同社は今年3月に東京ビッグサイトで開催された「建築・建材展」に出展、これら2製品をパネル展示し、建築用塗料・塗材からの新たな環境技術を訴求した。「この2製品に関しては、デベロッパーや設計など建物の発注側からの関心が非常に高かった」と説明。建設におけるCO2削減仕様への期待から、SDGsやESGを掲げるような大手企業ほど両品への関心が高いとし、これら建設市場の川上への営業活動を積極化、両品の普及を図る。

「建築用塗材メーカーとして培ってきた水系・無機の環境技術から更に一歩踏み込み、低炭素化を具体的に提案できる塗料と塗材に仕上がった」とし、経営方針に掲げる「環境共生時代にふさわしいものづくり」を推し進める。

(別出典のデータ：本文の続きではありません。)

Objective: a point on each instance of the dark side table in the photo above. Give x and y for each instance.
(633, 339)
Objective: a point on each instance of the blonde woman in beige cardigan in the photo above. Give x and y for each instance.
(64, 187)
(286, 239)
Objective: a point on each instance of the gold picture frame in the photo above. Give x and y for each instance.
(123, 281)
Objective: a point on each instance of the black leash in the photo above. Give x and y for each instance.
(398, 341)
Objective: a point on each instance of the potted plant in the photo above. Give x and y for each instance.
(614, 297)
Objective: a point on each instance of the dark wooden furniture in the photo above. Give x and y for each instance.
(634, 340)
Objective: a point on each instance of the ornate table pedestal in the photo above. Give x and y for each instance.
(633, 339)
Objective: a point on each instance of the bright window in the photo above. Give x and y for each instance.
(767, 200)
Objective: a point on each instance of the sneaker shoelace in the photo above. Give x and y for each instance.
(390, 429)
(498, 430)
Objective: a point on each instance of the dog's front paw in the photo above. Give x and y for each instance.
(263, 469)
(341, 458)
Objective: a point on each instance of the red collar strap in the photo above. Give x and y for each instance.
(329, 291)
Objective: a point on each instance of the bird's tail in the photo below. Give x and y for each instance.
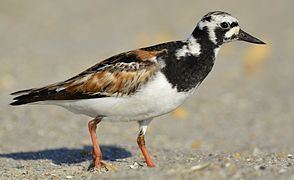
(24, 97)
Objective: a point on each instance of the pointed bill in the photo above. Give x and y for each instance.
(243, 36)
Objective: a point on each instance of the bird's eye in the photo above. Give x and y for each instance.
(225, 25)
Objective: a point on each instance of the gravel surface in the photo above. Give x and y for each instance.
(238, 125)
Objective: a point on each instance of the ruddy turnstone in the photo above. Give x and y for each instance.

なお、低炭素型塗料・塗材の両品と併せて、今回、2液水系エポキシ樹脂系下塗材の「水系バンノウプライマーエポ」も同時に発売。万能プライマーの水系化を図り、環境貢献度を高めた。「コンクリート、モルタル、各種金属や樹脂素材、光触媒サイディングなど難密着素材はもちろん、磁器タイルからガラスまで適用下地が幅広く、密着性も強い」とし、先行他社品が居並ぶ中で「水系万能プライマーのスタンダード品を狙う」と自信を示す。